So why not leave the State Meet as truly a State Meet?  A meet where the top competitors of all the teams can come together in celebration of their sport?  We, the smaller teams, know we aren’t going to win any medal.  That isn’t why we’re there anyhow (hello?).  It’s the spectacle; it’s being part of something big and exciting.  And its intimidating.  The learning curve is huge.  Trust me.

Now this is not a case of  ‘woe is me’…ok mostly not.   But Nordic skiing by its very nature cannot be made equitable between schools.  Weather and snow are huge factors.  We’ve had more ski practices in driving rain than I’d like to remember.  Many teams have trails..sometimes lighted… within a stones throw of their schools.  Seward routinely chases snow as far away as Moose Pass. Other teams have ‘quivers of skis’, four digit wax budgets, and the coaches (sometimes designated waxers) prep the skis.  Not the Seahawks.  It’s the kids’ race…they slap the wax on their own skis.

The bottom line is this….we can not compete against most other schools.  That said, we sure enjoy competing with them.

So why should we follow the conventional paradigm of selection in a sport that resists any kind of conventional paradigm?  What is it that we are trying to value?  I would wager that the Seahawk ski program has a pretty healthy outlook of the whole thing.

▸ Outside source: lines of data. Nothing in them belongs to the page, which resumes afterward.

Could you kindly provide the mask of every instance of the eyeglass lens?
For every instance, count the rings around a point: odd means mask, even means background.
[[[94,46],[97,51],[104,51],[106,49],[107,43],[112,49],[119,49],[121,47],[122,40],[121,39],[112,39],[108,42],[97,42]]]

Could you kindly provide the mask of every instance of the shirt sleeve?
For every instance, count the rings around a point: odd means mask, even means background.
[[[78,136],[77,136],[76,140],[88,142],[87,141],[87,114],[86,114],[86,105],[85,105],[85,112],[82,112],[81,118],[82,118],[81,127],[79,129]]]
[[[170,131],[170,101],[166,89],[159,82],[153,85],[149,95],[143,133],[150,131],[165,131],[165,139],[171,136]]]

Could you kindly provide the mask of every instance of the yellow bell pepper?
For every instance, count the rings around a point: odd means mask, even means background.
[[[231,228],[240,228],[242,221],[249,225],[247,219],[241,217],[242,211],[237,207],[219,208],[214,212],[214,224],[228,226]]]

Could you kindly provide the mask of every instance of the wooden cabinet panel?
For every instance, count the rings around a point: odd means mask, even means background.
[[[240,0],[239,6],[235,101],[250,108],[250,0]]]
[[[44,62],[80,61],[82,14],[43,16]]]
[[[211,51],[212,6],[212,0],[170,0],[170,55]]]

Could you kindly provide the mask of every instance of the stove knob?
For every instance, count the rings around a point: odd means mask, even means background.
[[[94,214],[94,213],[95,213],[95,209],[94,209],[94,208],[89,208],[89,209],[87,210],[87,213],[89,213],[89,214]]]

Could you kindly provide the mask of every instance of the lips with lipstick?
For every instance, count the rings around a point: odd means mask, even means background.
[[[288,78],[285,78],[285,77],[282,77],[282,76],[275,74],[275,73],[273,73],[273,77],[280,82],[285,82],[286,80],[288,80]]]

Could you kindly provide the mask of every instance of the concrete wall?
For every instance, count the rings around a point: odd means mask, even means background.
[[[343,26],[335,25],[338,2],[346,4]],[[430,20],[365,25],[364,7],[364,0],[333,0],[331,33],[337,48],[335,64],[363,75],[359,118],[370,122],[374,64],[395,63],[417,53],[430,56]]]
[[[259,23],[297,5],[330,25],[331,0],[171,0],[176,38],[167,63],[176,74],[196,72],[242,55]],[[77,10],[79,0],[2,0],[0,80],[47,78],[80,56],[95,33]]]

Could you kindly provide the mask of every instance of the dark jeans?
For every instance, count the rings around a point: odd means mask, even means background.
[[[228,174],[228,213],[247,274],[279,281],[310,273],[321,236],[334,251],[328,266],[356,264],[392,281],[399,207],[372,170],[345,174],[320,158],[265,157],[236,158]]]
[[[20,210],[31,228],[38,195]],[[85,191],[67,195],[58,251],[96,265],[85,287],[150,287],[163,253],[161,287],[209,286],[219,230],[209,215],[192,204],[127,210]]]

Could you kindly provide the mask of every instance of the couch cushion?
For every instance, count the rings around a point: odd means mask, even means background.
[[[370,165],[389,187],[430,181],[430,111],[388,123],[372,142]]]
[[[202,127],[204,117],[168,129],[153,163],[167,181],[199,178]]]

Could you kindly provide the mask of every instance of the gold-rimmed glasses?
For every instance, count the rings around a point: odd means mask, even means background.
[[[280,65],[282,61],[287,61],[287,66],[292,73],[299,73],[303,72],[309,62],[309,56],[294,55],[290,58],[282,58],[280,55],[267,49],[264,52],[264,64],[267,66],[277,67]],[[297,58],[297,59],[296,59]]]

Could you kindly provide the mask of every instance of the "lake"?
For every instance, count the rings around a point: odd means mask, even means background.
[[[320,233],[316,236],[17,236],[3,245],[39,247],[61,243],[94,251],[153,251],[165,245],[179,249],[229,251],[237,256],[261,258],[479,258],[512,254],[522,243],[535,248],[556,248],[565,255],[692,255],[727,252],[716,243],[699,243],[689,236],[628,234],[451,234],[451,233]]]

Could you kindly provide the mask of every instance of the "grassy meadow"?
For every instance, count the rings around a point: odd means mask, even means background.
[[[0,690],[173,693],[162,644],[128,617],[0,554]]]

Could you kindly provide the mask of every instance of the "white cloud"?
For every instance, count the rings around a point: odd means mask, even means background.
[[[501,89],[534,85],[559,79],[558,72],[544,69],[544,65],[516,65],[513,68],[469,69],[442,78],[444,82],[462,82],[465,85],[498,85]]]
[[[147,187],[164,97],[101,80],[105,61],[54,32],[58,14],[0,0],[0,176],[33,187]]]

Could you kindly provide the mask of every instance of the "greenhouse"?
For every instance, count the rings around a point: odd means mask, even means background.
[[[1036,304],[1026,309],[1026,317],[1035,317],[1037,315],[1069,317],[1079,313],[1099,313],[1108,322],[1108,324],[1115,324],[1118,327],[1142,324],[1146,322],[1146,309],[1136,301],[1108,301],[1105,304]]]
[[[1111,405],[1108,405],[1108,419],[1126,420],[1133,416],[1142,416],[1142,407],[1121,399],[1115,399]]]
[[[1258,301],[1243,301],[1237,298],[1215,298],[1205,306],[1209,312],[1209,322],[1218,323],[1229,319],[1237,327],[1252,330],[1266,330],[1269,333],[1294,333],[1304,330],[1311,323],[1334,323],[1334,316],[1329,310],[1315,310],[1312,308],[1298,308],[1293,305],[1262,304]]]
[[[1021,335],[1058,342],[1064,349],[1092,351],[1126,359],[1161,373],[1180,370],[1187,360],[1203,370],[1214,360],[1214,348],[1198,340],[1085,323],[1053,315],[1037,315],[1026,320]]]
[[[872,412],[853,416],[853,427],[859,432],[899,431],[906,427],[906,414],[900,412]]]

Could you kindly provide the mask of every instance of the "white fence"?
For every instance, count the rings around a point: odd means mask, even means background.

Let me tell you a story that provides a different perspective.  The Seahawk perspective.

It was two years ago.  We don’t normally stay in hotels but the kids had fund raised enough to stay at the Aspen for the Soldotna Regional competition.  While at the hotel the clerk came up, said it was a pleasure having the team at the hotel, then pressed a note into my hand.  This is what the note, written to the manager from the desk attendant, said:

Please give this note to the coach in room 213.  I would like them to know how awesome they were…

SUBJECT: The Seward Ski Team

…This Ski team was on their best behavior!  They were by far the most mature, respectable, and considerate team I’ve ever dealt with here at the hotel. ….The kids were very adult about their visit here; I had a conversation or two with a few of the kids and they were very tame and well spoken….a very pleasant team.  I wish all the teams and groups we hosted here were like the Seward Ski Team.  Wow!  I am thoroughly impressed.  Really, I wish you would have been here to experience (it).

As close to the podium as the Seahawks will get

As close to the podium as the Seahawks will get

Some teams gauge their success on medals.  In my book that note said and meant more than any trip to the podium.   So Nick, Jerry, Dylan, and Brooke– in respect to your 101 , 105, 106, and 95th finishes at this, the last State Meet that Seward will attend— you’ve achieved gold in a far different form.

I couldn’t be more proud of you.

2 Comments

  1. spwassilie@gmail.com says:

    I am dismayed to hear this may be (is?) the last state ski meet for the Seward Seahawks. I suppose ASAA is, in reality, considering efficiency of time and money, but I agree with you, Marc, excluding small schools takes the meaning out of “state meet.” Sounds like no small schools division at the state level either. Sure, the small schools may not be as fast as the more well-heeled, larger schools, but they are probably just as competitive as circumstances allow. They are there SKIING. Isn’t that what it is all about?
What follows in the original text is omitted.